Thomas attraversò di nuovo il ponte e tornò all’interno delle mura della città. La giornata stava finendo e ancora ne aveva di strada da fare prima di raggiungere il palazzo di Colombo. Quando arrivò a destinazione, era già calata la sera, ma in giardino c’era ancora del movimento. Víctor stava potando e sfrondando gli alberi e le altre piante.

«È un po’ tardi per mettersi a fare questo lavoro».

«Quest’albero è malato. Dobbiamo sbrigarci o lo perderemo».

«Dio non voglia».

«Questa è una specie rara», mormorò Víctor. «Dubito che sopravvivrà qua a Siviglia. Non ama né il sole né il caldo…».

«Ma ormai è arrivato l’inverno. Ora la temperatura è più mite».

«Certo, ma ormai il danno è già stato fatto. Non credo che si riprenderà».

«Ho una curiosità. Credi che alcune di queste nuove specie siano commestibili?»

«A me pare che questo frutto rosso e rotondo che chiamano pomodoro non abbia solamente una funzione ornamentale».

«L’hai assaggiato?»

«Ssst», e Víctor gli ordinò di tacere. «Per chi mi hai preso? Certo che sì». Sorrise. «Bisogna provare tutto nella vita».

«Ebbene?», domandò Thomas, curioso.

«Dovrai affondarci i denti tu stesso, perché non ho intenzione di dirtelo».

«Guarda che non ho mica paura. Io trovo che quest’orto sia incredibile».

«È vero, e pensare che siamo sopra un letamaio. Il signore ha eretto questa casa nel quartiere degli affumicatoi. Ci avevano accumulato talmente tanta spazzatura che la casa è stata costruita sopra quella catasta di sporcizia».

«Perché scelse proprio questo posto?»

«Non lo so di preciso, ma cosa vedi laggiù?»

«Il monastero della Cartuja».

«Esatto». Víctor si tolse il cappello a tesa corta e si grattò la nuca. «È dove sono sepolti suo padre e suo fratello».

«Pensi che sia per questo?»

«Io non penso niente, dico tanto per dire», puntualizzò il giardiniere, rimettendosi il cappello. «O magari voleva godere della vista sul Betis. È un bel fiume, ampio e navigabile, e con l’alta marea si creano tre o quattro anse che, viste da quest’altezza, sono davvero spettacolari».

«Ero già a Siviglia quando ci furono quelle inondazioni. Fu terribile…».

«Sì, a volte capita e il fiume straripa. Con la marea però è diverso, dicono che sia di buon auspicio».

«Davvero?»

«Non capita tutti i giorni che il mare venga a trovarti, no? Con l’alta marea l’acqua diventa leggermente salata, mentre quando si abbassa torna a essere dolcissima».

«All’inizio non capivo perché avessero scelto proprio Siviglia come porto di partenza per il Nuovo Mondo, ma adesso sto cominciando a farmi un’idea», mormorò Thomas.

«Guarda, là ho una rarità che hanno portato da uno degli ultimi viaggi. La pianterò domani».

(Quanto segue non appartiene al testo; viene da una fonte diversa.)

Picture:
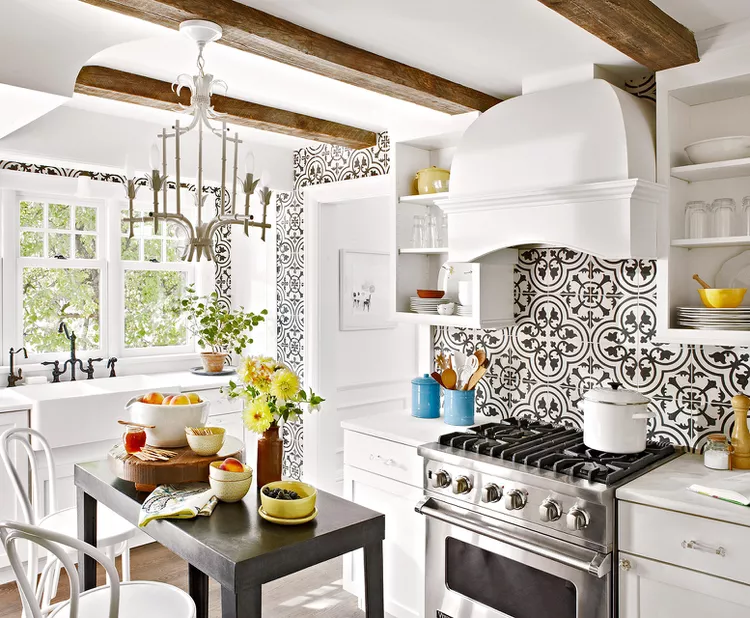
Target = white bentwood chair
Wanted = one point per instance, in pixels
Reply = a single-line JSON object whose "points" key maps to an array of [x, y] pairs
{"points": [[113, 532], [114, 600]]}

Víctor si avvicinò a una cassa. Sembrava piena di pezzi di pane secco. Thomas li aveva già visti e non avevano catturato la sua attenzione. Tornò a osservarli, ma non era così convinto che da essi potesse germinare qualcosa di buono. Tuttavia, Víctor gli spiegò che dovevano sotterrarli in una piccola fossa e annaffiarli poco o niente. A Thomas sembrava abbastanza improbabile che quegli enormi semi potessero dare qualche frutto, ma obbedì comunque. Forse erano le patate di cui gli aveva parlato Massimiliano, tuberi in grado di mettere la parola fine alla fame dei poveri. Scavare il terreno era il compito più faticoso quando si lavorava negli orti, soprattutto con quel sole che picchiava sopra la testa. Il clima di Siviglia era la cosa a cui stava facendo più fatica ad abituarsi. Dopo le piogge e il freddo di Augusta e di Anversa, era finito in una città dove non faceva mai freddo, pioveva poco e in estate il gran caldo impediva addirittura di uscire per strada.